I suggest trying out state-of-the-art voice assistants like Google Home and Amazon Echo. These devices have had enormous engineering and computer science resources thrown at them. They're able to do stuff like play a song from some artist or genre off YouTube or Spotify. Maybe. Sometimes. You'll find that even in this scenario that they have explicitly optimized for, you have to repeat yourself sometimes. I'm talking about a tiny domain here - playing music from artists - that the human is intentionally trying to hit.
The idea that the current state of Machine Learning can somehow take an arbitrary, open sentences like "I’m thinking about going back to uni" to lead to appropriate ad targeting for enrolling in college courses just doesn't align with the reality of Machine Learning.
Maybe you think you don't actually need great Machine Learning. You could just go with very rough categorizations such as...detecting the word "uni" appeared in the sentence so bucket them into the "uni" ad category for ad targeting! But then they would also bucket "I hated uni" and "oh yeah, season 2 takes place in uni" and "I'm driving past uni" all into that category. Ad targeting relevance would be diluted dramatically. Where is the financial incentive to do such terrible ad targeting?
tl;dr ML just isn't there yet. Also it requires monumental leaps in Machine Learning for Facebook to be financially incentivized to do this; ad targeting would suffer otherwise.
The “security consultant” claims to know that there’s clips of audio being sent back to servers, but not knowing what that audio is since it’s encrypted. First off, if the content is encrypted, you don’t know that it’s audio. Secondly, if you had proof of a major app unexpectedly sending back recorded audio clips, it would be huge news, so I’d assume he doesn’t have that.

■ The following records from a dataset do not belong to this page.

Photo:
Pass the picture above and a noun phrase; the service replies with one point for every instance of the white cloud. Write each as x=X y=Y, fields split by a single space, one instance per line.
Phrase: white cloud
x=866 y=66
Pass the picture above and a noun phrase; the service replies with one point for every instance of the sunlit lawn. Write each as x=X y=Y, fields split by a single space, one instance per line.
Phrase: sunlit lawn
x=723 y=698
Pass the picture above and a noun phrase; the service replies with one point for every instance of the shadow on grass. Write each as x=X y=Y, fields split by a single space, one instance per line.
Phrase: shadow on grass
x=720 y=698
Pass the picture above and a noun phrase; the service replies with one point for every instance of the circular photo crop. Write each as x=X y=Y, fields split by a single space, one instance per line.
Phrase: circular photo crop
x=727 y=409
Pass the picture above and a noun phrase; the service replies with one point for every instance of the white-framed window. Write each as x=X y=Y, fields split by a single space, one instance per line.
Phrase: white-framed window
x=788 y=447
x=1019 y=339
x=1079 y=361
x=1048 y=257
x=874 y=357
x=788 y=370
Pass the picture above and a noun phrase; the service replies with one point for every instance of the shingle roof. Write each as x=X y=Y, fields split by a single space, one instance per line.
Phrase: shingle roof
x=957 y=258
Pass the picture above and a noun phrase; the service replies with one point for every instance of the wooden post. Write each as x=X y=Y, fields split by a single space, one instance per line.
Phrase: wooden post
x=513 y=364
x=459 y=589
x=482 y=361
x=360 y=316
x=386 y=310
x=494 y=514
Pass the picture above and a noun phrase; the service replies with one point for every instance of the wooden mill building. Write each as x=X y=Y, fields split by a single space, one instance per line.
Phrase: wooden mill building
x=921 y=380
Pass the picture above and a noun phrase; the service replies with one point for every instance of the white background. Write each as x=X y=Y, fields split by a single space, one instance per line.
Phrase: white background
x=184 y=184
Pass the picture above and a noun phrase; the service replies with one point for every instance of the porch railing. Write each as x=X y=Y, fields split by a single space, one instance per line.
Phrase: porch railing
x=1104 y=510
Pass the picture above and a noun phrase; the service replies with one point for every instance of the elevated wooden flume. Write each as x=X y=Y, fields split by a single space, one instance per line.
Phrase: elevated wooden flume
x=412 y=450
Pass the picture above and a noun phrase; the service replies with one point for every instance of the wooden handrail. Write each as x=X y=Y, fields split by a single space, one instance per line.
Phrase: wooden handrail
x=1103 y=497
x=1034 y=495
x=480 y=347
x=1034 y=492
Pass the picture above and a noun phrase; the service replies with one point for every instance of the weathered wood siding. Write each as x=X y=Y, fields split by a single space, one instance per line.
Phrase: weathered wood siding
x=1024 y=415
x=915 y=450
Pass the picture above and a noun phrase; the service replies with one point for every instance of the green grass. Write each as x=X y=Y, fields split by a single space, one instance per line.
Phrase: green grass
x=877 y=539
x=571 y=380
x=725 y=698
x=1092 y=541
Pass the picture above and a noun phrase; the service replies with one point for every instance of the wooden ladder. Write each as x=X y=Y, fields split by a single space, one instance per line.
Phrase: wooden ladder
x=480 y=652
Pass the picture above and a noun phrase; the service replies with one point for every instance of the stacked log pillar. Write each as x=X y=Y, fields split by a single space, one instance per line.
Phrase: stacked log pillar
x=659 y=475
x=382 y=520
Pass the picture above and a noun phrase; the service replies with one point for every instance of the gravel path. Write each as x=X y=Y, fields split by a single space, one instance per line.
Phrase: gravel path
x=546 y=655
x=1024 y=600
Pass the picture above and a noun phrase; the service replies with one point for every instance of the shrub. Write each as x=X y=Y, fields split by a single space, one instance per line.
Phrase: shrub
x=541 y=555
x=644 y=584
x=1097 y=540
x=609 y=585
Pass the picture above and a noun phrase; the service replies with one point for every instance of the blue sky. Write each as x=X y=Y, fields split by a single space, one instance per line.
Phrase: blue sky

Apps do not have access to always on microphone access by default as insinuated by the article. On Android, until P comes out, apps can access the mic in the background if you give microphone access to the app. On iOS, app microphone access triggers the microphone symbol in the top left. These are the apps explicitly asking to take microphone access though, not some sort of listener pattern where apps can attach to the OS’s always on microphone behavior.
Experiment is clearly flawed for numerous reasons (no starting recorded state, didn’t record behavior on FB/other sites that could have impacted results during expt, etc.)
Have been expecting some research to come out from either a security firm, university researchers, or other to verify. Don't think it would cost too much to run, hoping something comes out soon.